La préparation au séjour passe aussi par des discussions, Amina a déjà dressé une liste des choses qu’elle aimerait emporter. Depuis quelques jours, elle a lancé un compte à rebours et coche les jours sur le calendrier.

Les bienfaits pour l’enfant

Chez celles et ceux pour qui la séparation est vraiment compliquée, le jeu en vaut-il la chandelle ? Nous avons frappé à la porte de l’école de Clerheid qui organise des classes vertes depuis plus de 36 ans du côté d’Érezée. « Je sens toujours une grande envie de vivre des choses, tant chez les enseignant·e·s que chez les enfants », constate Maryline, une des trois animateurs/animatrices pédagogiques avec Pascale et Jean-Denis.
« Un voyage scolaire, c’est d’abord apprendre à vivre ensemble, poursuit Maryline. Quand on est en groupe, tout est plus lent, on doit s’attendre, s’aider, vivre avec les autres. C’est aussi une découverte de soi et des autres.
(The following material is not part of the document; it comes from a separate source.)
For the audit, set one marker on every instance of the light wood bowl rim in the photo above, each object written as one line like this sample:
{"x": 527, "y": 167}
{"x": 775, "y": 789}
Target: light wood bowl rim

Pour ceux qui restent cinq jours ou plus, on voit vraiment une évolution au fil du temps, le masque de perfection des premiers jours tombe et on devient authentique. »
Il y a aussi la découverte du milieu, poursuit Pascale. « Pour certain·e·s petit·e·s citadin·e·s, c’est la première fois qu’ils et elles se retrouvent dans un cadre rural, en plein milieu des prés et des champs. C’est aussi la découverte de la vie animale. Les enfants sortent de leur zone de confort, s’adaptent à la nature, aux conditions météo ».
Nicole ajoute l’autonomie à la liste des bienfaits. « Les enfants grandissent beaucoup en classe extérieure. Ils se rendent compte de toutes les choses qu’ils parviennent à faire par eux-mêmes ».

EN PRATIQUE

Les conseils de Nathalie Ferrard, psychologue, pour bien se séparer

  • Écouter votre enfant : soyez curieux de ce qu’il a à vous dire. Parfois le parent imagine ou projette des choses alors que l’enfant est dans un tout autre état d’esprit.
  • Reconnaître ses émotions : en fonction de ce qu’il vous dit, mettez des mots sur ce qu’il vit : « Je vois que tu appréhendes un peu le coucher, y a-t-il quelque chose qui puisse t’aider ? ».
  • Penser le temps : préparez le départ, visualisez le nombre de jours qu’il reste, ceux du séjour et offrez-lui une perspective : on fêtera ton retour autour de ton plat préféré.
  • Respecter son intimité : c’est important que les enfants vivent des choses en dehors de la famille. Avec les réseaux sociaux, on a tendance à empiéter sur leurs territoires. La notion d’intimité est très importante, c’est à eux de choisir ce qu’ils diront ou pas de cette expérience.